Los nuevos análisis muestran que, por la geofísica de la Antártida y a diferencia de lo que ocurre en el norte, las corrientes y los vientos empujan al hielo más viejo, compacto y resistente lejos de la costa. De esta forma, crean una especie de capa protectora que permite al hielo más joven desarrollarse lejos de las zonas más cálidas del océano. Por eso, la extensión del hielo es mucho más estable: esta capa de hielo viejo (de entre 100 y 1000 kilómetros) aísla y protege al hielo más joven del calentamiento global.

De esta forma, y de confirmarse, acabamos de descubrir uno de los mayores misterios del Polo Sur. Pero no se preocupen, aun quedan muchos por resolver.





LA ANTÁRTIDA



La Antártida o Antártica, considerada como «el último desafío», es probablemente el lugar más remoto del planeta y uno de los destinos turísticos más extraños pero más fascinantes que existen. Este continente, ubicado al sur de la latitud 60° S y que rodea por completo el Polo Sur, es una tierra de extremos: es el continente más seco y frío de la Tierra, además de tener la altitud promedio más alta.
Casi sin intervención humana, las tierras congeladas antárticas entregan escenarios que detienen la respiración de los pocos científicos y turistas que logran conocerla. No más de un millar de personas habitan en la Antártida en bases de investigación, pero el continente disfruta de grandes colonias de animales que pueblan sus parajes. Llegar a la Antártida es una aventura en sí misma, cruzando las fieras aguas que la separan del resto de la humanidad y que explican su existencia como un continente virgen
La Antártida es el cuarto continente más grande, después de Asia, América y África, con 14 000 000 km². Su forma es aproximadamente circular y se ubica casi completamente al sur del Círculo Polar Antártico.
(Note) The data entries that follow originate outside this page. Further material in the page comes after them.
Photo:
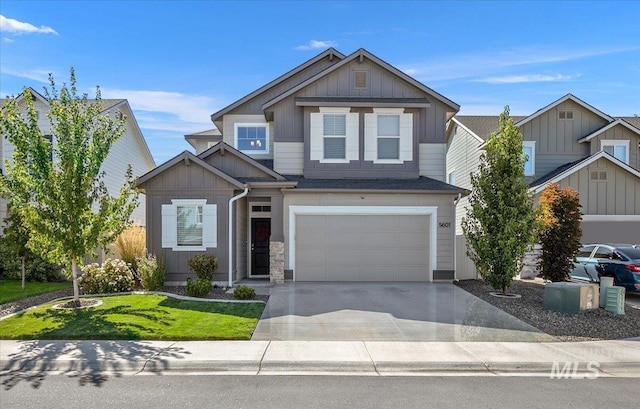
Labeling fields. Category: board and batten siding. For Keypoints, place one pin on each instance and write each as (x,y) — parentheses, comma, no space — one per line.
(619,133)
(228,131)
(557,139)
(184,181)
(288,158)
(431,160)
(444,203)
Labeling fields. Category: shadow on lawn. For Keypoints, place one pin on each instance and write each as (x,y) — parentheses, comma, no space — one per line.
(89,361)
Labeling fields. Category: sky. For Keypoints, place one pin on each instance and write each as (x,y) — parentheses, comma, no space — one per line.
(177,62)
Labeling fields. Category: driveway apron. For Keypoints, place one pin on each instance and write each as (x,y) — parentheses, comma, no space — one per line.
(386,312)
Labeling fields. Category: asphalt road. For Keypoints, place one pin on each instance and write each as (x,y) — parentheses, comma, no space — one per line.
(309,392)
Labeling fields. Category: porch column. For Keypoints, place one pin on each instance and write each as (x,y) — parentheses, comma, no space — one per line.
(276,242)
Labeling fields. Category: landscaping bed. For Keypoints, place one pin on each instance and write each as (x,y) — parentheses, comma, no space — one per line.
(592,325)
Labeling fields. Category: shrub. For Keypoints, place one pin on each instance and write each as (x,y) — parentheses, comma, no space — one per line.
(559,231)
(242,292)
(204,265)
(198,288)
(113,276)
(131,245)
(152,272)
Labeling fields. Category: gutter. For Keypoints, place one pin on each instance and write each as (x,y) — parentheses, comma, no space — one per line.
(230,234)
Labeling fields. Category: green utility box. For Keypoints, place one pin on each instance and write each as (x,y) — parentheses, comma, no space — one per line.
(570,298)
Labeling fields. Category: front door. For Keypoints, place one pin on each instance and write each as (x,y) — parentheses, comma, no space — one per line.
(260,232)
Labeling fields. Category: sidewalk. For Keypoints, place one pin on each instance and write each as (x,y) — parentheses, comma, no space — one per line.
(579,359)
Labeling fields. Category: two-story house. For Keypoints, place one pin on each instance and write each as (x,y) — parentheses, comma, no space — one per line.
(333,171)
(571,143)
(130,149)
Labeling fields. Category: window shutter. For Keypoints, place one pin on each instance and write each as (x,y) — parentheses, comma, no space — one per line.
(406,137)
(353,136)
(316,149)
(370,137)
(169,226)
(209,226)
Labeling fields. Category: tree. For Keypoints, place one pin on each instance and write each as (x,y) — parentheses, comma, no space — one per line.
(64,202)
(500,222)
(559,231)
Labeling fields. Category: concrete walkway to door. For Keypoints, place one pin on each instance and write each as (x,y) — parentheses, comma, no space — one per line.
(386,312)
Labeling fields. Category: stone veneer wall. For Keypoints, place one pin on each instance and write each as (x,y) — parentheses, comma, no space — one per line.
(276,262)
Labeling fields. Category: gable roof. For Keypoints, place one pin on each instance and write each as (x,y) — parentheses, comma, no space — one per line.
(558,102)
(569,169)
(224,147)
(362,53)
(188,157)
(606,128)
(330,52)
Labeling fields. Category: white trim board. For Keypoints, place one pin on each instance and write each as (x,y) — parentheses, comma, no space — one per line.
(431,211)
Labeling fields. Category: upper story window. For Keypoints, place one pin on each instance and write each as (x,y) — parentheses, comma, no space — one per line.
(529,149)
(617,149)
(334,135)
(252,138)
(566,115)
(388,136)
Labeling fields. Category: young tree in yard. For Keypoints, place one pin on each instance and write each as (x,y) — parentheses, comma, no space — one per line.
(64,202)
(559,231)
(500,223)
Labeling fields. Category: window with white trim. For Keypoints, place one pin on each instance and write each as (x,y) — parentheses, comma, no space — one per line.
(388,136)
(617,149)
(529,149)
(334,135)
(189,225)
(252,138)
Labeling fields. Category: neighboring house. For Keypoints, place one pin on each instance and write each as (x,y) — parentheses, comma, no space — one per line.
(571,143)
(130,149)
(332,172)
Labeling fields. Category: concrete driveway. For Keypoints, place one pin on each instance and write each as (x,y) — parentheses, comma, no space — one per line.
(386,312)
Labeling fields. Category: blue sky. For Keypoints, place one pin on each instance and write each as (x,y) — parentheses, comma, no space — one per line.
(178,62)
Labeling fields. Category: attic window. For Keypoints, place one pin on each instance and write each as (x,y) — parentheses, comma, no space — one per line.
(566,115)
(360,79)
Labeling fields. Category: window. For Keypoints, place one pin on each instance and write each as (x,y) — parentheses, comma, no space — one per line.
(334,135)
(529,149)
(565,115)
(617,149)
(388,136)
(189,225)
(252,138)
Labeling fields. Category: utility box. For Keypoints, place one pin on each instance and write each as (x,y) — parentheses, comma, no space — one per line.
(571,298)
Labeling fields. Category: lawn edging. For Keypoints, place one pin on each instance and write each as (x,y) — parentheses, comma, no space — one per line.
(176,296)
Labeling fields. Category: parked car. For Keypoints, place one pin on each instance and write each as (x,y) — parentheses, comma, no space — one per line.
(620,261)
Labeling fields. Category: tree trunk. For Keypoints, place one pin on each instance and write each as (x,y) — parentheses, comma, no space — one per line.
(24,270)
(74,275)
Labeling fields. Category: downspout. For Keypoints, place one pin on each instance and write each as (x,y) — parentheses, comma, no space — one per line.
(455,245)
(230,234)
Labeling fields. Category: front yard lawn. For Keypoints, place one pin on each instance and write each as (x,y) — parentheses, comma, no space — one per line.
(137,316)
(10,290)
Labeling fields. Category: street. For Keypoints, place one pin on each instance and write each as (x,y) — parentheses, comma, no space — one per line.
(308,392)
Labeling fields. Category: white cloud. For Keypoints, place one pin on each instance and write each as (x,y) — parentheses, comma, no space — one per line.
(517,79)
(316,44)
(168,111)
(19,27)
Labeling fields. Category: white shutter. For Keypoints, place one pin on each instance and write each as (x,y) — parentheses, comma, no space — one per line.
(169,226)
(209,226)
(370,137)
(406,137)
(353,137)
(315,136)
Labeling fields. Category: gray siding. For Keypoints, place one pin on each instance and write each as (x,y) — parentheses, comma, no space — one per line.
(557,140)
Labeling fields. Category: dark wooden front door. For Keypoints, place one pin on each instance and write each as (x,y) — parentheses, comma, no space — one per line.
(260,232)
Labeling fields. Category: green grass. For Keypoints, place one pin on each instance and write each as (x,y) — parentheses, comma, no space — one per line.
(133,317)
(10,290)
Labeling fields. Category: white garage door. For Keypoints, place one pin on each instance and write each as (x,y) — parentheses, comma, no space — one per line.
(362,247)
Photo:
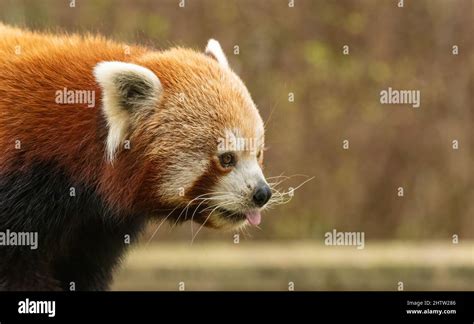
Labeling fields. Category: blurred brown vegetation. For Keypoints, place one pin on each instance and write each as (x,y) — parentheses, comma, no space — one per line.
(299,50)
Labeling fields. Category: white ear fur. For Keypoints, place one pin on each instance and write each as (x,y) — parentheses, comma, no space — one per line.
(112,77)
(214,49)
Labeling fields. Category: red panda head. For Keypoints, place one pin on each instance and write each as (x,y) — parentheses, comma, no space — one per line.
(198,130)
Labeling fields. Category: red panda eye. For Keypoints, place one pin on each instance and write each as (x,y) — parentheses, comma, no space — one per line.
(227,159)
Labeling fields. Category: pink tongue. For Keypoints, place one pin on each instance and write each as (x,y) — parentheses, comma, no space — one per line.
(254,217)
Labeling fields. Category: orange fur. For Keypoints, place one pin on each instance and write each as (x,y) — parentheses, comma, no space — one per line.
(73,135)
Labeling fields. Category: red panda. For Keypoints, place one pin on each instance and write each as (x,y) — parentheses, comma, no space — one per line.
(97,138)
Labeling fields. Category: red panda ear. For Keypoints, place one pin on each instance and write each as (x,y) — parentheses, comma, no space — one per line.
(214,50)
(127,90)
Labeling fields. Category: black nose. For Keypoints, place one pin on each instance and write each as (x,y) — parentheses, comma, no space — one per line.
(262,195)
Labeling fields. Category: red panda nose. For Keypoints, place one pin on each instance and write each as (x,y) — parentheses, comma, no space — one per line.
(262,195)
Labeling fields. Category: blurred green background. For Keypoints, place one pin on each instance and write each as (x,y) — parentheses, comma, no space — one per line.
(299,50)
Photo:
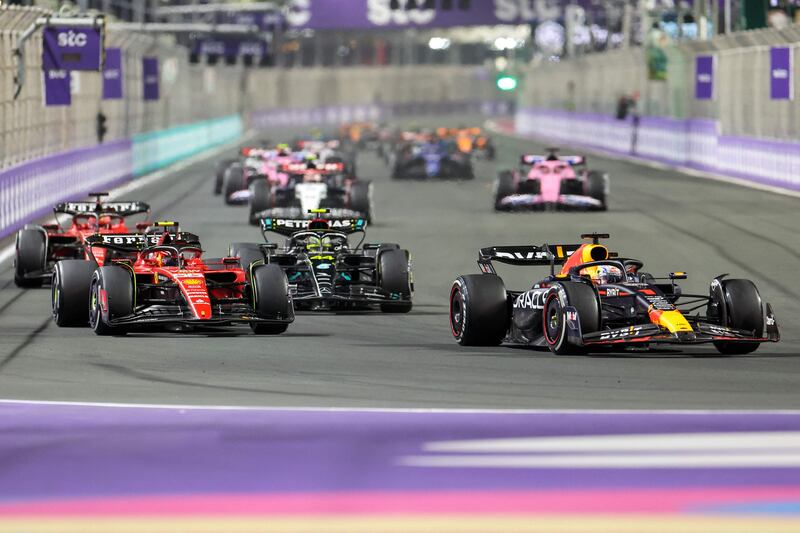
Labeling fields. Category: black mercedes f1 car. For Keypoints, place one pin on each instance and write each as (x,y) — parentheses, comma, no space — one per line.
(326,271)
(599,301)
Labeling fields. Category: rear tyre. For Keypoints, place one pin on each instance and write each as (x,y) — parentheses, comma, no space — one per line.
(259,199)
(72,279)
(219,174)
(271,299)
(361,198)
(394,277)
(739,306)
(479,312)
(597,187)
(583,298)
(111,297)
(503,186)
(31,256)
(233,181)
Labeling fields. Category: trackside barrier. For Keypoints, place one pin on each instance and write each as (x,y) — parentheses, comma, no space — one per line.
(337,114)
(29,191)
(693,143)
(158,149)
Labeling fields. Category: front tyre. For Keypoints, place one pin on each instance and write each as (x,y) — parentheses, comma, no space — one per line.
(479,312)
(740,307)
(31,256)
(111,297)
(70,291)
(271,299)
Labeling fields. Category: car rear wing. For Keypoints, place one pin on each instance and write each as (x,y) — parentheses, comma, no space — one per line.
(545,255)
(303,168)
(289,226)
(116,208)
(532,159)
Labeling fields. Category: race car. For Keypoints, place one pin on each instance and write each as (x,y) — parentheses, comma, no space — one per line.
(423,156)
(326,271)
(310,185)
(551,182)
(39,247)
(599,301)
(160,278)
(469,140)
(255,163)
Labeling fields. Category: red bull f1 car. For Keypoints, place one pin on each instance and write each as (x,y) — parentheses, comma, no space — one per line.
(160,278)
(596,300)
(328,272)
(551,182)
(38,248)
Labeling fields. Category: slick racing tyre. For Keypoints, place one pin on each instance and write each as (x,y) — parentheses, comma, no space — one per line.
(394,277)
(271,299)
(503,186)
(739,306)
(31,257)
(259,199)
(219,174)
(249,254)
(361,199)
(72,279)
(233,181)
(583,298)
(479,310)
(111,297)
(597,187)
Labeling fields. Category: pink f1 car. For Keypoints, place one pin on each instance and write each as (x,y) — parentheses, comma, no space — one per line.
(551,182)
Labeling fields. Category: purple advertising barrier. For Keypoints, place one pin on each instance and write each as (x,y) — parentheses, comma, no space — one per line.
(56,87)
(378,14)
(704,77)
(112,74)
(150,77)
(29,191)
(72,48)
(781,86)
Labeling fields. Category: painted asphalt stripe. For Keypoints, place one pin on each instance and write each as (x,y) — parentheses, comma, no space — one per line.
(323,409)
(761,441)
(8,252)
(644,461)
(524,523)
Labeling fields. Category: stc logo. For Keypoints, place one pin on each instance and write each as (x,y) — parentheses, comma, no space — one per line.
(72,39)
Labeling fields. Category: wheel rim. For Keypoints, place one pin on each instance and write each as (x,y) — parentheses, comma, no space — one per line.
(94,309)
(456,313)
(552,319)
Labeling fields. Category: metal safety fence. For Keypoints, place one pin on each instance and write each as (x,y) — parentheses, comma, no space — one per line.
(741,102)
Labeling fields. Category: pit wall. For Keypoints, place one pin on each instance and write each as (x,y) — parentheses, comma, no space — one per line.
(740,132)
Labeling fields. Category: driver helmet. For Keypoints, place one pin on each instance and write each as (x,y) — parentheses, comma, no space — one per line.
(605,274)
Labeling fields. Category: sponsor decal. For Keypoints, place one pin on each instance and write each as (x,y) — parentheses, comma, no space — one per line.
(531,300)
(631,331)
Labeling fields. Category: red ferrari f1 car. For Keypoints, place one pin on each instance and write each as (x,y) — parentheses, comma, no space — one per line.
(160,278)
(38,248)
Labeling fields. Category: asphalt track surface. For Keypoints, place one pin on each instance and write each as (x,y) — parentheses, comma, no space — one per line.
(672,222)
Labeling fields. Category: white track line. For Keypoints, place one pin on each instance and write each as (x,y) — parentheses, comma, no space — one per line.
(12,401)
(491,125)
(8,252)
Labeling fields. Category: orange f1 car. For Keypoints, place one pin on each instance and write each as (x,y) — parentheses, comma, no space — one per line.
(599,301)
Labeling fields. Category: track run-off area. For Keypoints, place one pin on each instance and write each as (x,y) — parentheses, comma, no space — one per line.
(365,422)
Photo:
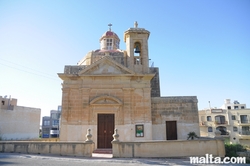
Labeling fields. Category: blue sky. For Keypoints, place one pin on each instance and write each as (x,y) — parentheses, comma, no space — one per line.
(202,48)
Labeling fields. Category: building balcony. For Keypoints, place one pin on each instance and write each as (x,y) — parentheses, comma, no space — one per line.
(245,135)
(221,123)
(244,122)
(206,123)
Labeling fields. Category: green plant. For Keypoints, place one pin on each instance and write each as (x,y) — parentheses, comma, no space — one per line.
(192,135)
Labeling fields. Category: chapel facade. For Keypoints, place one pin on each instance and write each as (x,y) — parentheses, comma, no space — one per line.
(113,88)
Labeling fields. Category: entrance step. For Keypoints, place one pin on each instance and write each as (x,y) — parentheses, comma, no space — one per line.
(103,151)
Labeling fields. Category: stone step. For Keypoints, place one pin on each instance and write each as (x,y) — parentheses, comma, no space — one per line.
(103,151)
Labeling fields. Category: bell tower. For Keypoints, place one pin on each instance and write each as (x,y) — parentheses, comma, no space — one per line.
(136,40)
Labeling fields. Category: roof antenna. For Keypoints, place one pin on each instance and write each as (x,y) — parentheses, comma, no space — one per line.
(109,26)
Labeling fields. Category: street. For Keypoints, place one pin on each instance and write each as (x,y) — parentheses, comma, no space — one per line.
(13,159)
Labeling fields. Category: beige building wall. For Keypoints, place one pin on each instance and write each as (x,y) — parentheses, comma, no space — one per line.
(19,123)
(121,83)
(237,122)
(183,110)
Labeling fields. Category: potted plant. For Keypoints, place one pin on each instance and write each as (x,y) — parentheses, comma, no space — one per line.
(192,135)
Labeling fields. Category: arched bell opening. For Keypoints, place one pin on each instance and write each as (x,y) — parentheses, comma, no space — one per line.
(137,53)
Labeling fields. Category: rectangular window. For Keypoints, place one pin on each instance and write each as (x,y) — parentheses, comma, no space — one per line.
(109,44)
(243,119)
(245,130)
(139,131)
(55,122)
(209,118)
(235,129)
(46,123)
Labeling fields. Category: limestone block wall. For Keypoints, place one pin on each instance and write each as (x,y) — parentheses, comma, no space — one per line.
(177,148)
(55,148)
(20,123)
(183,110)
(128,98)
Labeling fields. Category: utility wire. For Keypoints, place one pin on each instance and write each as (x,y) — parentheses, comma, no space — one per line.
(27,67)
(38,74)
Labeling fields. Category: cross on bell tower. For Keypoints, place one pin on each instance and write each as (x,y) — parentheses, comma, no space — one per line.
(109,26)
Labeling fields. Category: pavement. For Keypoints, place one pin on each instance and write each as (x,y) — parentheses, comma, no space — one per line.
(13,159)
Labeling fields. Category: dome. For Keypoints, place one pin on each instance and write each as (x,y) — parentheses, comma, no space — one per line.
(109,34)
(109,40)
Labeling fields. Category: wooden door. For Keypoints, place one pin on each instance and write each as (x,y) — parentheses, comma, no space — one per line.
(171,130)
(105,130)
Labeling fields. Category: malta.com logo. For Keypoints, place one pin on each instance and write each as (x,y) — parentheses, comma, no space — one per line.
(209,159)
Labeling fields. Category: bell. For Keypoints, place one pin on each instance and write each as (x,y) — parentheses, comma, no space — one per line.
(137,49)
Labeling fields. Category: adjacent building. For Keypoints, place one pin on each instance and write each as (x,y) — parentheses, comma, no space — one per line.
(113,88)
(50,124)
(232,120)
(18,122)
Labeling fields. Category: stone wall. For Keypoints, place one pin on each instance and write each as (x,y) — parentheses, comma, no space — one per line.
(55,148)
(21,123)
(155,82)
(183,110)
(169,148)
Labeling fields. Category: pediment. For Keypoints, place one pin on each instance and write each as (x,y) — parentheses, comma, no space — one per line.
(105,100)
(105,66)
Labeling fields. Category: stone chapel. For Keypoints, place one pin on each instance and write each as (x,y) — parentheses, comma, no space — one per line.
(113,88)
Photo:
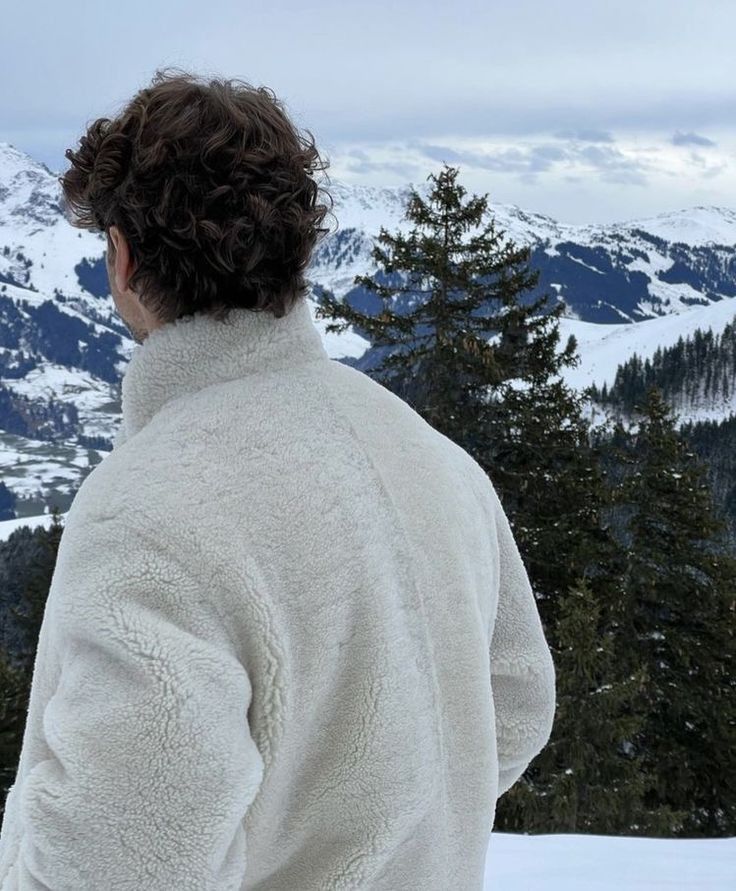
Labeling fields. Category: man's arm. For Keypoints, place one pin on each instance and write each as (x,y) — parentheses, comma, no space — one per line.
(522,670)
(151,767)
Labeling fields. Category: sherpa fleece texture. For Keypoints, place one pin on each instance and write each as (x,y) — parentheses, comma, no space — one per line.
(290,643)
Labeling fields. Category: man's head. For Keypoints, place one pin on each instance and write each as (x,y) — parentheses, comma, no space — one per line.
(206,194)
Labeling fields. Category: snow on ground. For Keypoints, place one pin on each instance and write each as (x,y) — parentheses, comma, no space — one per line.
(563,862)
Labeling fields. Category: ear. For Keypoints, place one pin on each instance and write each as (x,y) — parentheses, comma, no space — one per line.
(122,265)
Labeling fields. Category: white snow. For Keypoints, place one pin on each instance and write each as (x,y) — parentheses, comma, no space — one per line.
(569,862)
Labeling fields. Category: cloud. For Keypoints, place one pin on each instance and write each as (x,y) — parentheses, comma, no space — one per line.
(585,135)
(690,139)
(526,161)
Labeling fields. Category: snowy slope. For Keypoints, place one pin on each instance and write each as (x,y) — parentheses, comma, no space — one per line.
(650,280)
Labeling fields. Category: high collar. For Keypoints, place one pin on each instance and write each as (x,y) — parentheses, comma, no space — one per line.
(198,350)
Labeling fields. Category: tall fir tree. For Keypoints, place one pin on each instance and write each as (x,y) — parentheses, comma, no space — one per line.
(489,381)
(16,669)
(680,614)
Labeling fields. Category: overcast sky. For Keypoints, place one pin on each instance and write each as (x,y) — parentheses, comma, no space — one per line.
(586,110)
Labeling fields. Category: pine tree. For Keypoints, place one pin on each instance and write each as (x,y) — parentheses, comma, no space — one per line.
(436,347)
(29,613)
(680,582)
(588,776)
(16,670)
(490,383)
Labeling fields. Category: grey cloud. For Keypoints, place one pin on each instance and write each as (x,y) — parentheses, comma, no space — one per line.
(585,135)
(690,139)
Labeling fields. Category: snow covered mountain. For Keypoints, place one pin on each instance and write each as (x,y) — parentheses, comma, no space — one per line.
(628,286)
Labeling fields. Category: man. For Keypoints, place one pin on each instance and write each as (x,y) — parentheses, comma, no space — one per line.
(290,642)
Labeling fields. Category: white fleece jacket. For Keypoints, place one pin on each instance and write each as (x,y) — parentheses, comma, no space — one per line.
(289,645)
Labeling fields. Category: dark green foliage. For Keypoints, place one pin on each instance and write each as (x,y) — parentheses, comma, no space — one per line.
(33,559)
(681,621)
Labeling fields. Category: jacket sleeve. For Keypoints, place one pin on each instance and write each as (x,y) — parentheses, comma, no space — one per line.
(148,765)
(522,671)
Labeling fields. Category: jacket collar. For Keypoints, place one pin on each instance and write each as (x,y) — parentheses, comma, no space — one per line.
(196,351)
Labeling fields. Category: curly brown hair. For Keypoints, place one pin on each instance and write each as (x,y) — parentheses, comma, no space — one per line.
(211,185)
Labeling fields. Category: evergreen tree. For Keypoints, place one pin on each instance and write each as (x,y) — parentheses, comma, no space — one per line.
(680,582)
(16,669)
(437,353)
(589,775)
(490,383)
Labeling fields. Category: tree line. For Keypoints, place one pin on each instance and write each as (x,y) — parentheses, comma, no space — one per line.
(627,552)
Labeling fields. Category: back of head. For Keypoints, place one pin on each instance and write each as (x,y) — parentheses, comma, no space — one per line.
(211,184)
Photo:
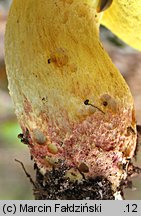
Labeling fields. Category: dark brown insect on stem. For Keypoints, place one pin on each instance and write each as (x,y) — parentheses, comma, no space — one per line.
(24,138)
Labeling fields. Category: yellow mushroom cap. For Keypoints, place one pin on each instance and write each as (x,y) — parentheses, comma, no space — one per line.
(123,18)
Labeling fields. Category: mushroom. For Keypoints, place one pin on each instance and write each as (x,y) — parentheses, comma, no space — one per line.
(56,62)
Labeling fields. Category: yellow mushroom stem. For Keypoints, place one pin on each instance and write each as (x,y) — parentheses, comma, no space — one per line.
(68,95)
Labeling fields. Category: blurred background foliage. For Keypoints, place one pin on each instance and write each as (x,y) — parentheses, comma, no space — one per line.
(13,182)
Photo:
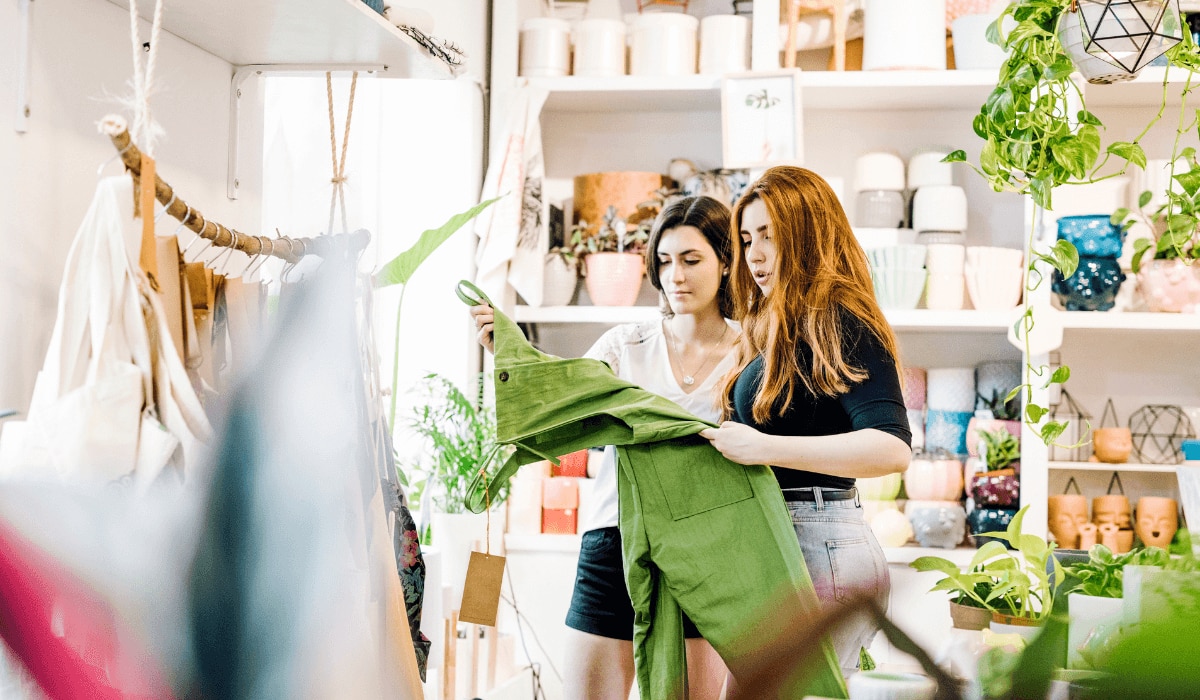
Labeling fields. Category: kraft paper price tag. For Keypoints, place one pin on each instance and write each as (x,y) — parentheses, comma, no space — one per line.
(481,591)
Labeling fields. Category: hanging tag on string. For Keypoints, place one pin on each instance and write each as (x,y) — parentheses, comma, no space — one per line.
(485,576)
(149,256)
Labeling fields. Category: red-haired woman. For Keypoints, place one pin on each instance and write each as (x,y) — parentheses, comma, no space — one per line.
(817,390)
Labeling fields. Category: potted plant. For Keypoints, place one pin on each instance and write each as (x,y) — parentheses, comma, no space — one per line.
(459,440)
(1000,485)
(613,262)
(1170,281)
(1095,590)
(1039,135)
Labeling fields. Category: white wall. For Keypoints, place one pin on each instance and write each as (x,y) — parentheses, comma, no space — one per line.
(81,61)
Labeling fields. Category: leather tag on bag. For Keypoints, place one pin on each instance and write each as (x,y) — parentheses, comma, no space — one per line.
(481,591)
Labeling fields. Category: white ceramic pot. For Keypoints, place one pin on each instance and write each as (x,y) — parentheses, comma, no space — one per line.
(724,43)
(663,43)
(904,35)
(972,51)
(599,48)
(940,208)
(545,47)
(889,686)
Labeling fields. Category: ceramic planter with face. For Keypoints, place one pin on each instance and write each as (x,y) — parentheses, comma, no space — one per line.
(1066,514)
(1157,521)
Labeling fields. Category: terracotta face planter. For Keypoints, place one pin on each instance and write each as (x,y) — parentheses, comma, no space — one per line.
(1066,514)
(1111,444)
(1157,521)
(1114,509)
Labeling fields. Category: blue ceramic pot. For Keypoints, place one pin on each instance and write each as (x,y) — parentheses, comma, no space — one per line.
(989,520)
(1093,287)
(947,430)
(1092,235)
Su extremo norte en la Península Antártica se encuentra a sólo 1000 km de Sudamérica, mientras que las distancias de las costas más cercanas respecto a África son de 3800 km, de Tasmania2530 km y de Nueva Zelanda 2200 km.

Se divide usualmente en Antártida Occidental o Menor, más pequeña, y Antártida Oriental o Mayor, el resto del continente. Ambas zonas están cubiertas por una densa capa de hielo que se presume puede haber erosionado al continente de tal forma que la tierra se encuentro por debajo del nivel del mar. Entre las dos zonas se encuentran los llamados Montes Transantárticos y en la zona occidental se encuentran otras zonas montañosas como los Montes Ellsworth (donde se encuentra el monte Vinson, el más alto del continente) y los Antartandes, una continuación austral de los Andes y que permite la formación de la Península Antártica (llamada Tierra de San Martín o Tierra de O'Higgins por argentinos y chilenos, respectivamente). En la zona oriental se encuentra una gran planicie en altitud (casi totalmente sobre los 2000 msnm) conocida como Meseta Polar, y en donde se encuentra el Polo Sur y el Polo de Inaccesibilidad.
Aunque no existen ríos y sólo algunos arroyos son visibles durante el verano en la Península, se han descubiertos diversos cauces congelados como gigantescos glaciares (los más grandes de la Tierra), los que discurren casi radialmente desde el centro del continente hacia las costas en donde estos glaciares o forman barreras de hielo y icebergs. Bajo la cubierta de "hielos eternos" se han encontrado varios lagos subglaciales como el Vostok.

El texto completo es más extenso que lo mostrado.